In the report that aired on the 6pm news, the two quotes are excerpted and presented over clearly identifiable screen shots of, first, Kiwiblog, and then a Hard News page on Public Address. Anyone who didn't know better would have gained the impression that the respective bloggers -- ie: David Farrar and myself -- were the authors of the quotes.

Clue One: People who write blogs and people who post comments in subsequent discussions are not the same thing. Both those quotes should have been described as comments by readers of Kiwiblog. As David Farrar points out, letters to the editor of a newspaper are never confused with the paper's own editorials.

Clue Two: The text implicitly attributed to me was not even posted to this site. I was quoting a comment posted to the discussion at Kiwiblog, and identified it as such. The One News report quoted the same comment. Should I therefore attribute the sentiments in question to Television New Zealand?

One News is lucky that David and I are doing no more than registering a modest protest here. A similar slip involving someone else might have wound up in a broadcasting standards complaint or worse. If One News wants to pay me to come and brief its reporters on the use of the internet, I daresay I can find the time. But it's not exactly rocket science.

Meanwhile, geeks are buzzing over an extraordinary leak: six months' worth of internal emails from a company called MediaDefender, running to more than 6000 messages. MediaDefender works for major copyright interests, including the Recording Industry Association of America, providing intelligence on the scale and content of P2P traffic. And, with its black hat on, it creates fake torrent sites and broken torrent files to dissuade and frustrate users.

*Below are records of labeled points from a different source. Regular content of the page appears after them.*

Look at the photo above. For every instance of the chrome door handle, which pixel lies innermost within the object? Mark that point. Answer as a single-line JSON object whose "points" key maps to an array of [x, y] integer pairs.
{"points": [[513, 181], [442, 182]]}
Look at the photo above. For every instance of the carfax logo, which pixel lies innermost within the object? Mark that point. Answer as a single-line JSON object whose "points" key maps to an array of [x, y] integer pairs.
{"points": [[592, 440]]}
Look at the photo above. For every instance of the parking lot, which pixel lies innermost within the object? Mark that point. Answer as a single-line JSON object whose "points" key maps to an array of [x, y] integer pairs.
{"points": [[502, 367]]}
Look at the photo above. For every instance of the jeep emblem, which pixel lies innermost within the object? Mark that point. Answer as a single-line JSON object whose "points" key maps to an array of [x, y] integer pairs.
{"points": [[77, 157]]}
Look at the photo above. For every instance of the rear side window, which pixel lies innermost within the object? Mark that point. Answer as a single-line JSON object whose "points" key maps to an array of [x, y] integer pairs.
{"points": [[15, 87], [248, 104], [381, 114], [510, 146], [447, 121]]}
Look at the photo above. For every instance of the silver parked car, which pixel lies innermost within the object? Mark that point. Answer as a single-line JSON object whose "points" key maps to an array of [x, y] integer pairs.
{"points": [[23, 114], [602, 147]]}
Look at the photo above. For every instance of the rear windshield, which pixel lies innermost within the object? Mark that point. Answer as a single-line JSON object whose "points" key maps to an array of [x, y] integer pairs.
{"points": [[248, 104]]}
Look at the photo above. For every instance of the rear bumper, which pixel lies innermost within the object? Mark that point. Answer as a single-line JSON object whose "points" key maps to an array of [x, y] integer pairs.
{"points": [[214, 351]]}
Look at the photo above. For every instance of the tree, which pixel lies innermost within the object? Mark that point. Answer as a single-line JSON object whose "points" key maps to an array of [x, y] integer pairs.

It appears that one MediaDefender employee created a Gmail account, to which he automatically forwarded all his company email. He then went and signed up to a P2P torrent using that Gmail address and the same password he used for his Gmail. He connected to the forum from an IP address the owners knew was associated with MediaDefender. Shit happened.

This isn't unambiguous. There are, after all, obvious and massive copyright breaches at the centre of this. The leak puts all the company's employees at risk of ill-judged retribution: the emails included spreadsheet attachments that contain personal information.

But the emails are out there now -- available, ironically, as a torrent. They confirm that MediaDefender was in fact carrying out "honeypot" and entrapment activities that it had told journalists it had no part in.

Excerpts in this extensive discussion on Slashdot will doubtless be of interest to MediaDefender clients who want to know what the company really thinks of them. And, basically, the company's entire strategy is now out in the wild -- someone has even helpfully set up a threaded HTML interface to them. It's all incredibly interesting -- unless, of course, you happen to be involved.

And, finally, it'll be interesting to see how the Bush cultists handle this one. In his forthcoming book, former Federal Reserve chairman (and Ayn Rand fanboy) Alan Greenspan slams President Bush for fiscal fecklessness and praises Bill Clinton's understanding of economic policy. The other zinger: "I am saddened that it is politically inconvenient to acknowledge what everyone knows: the Iraq war is largely about oil."

PS: As our readers have discovered, Prime TV's page for Weeds has been hacked. I guess it could be some clever marketing subterfge, but if it is, it's lost on me.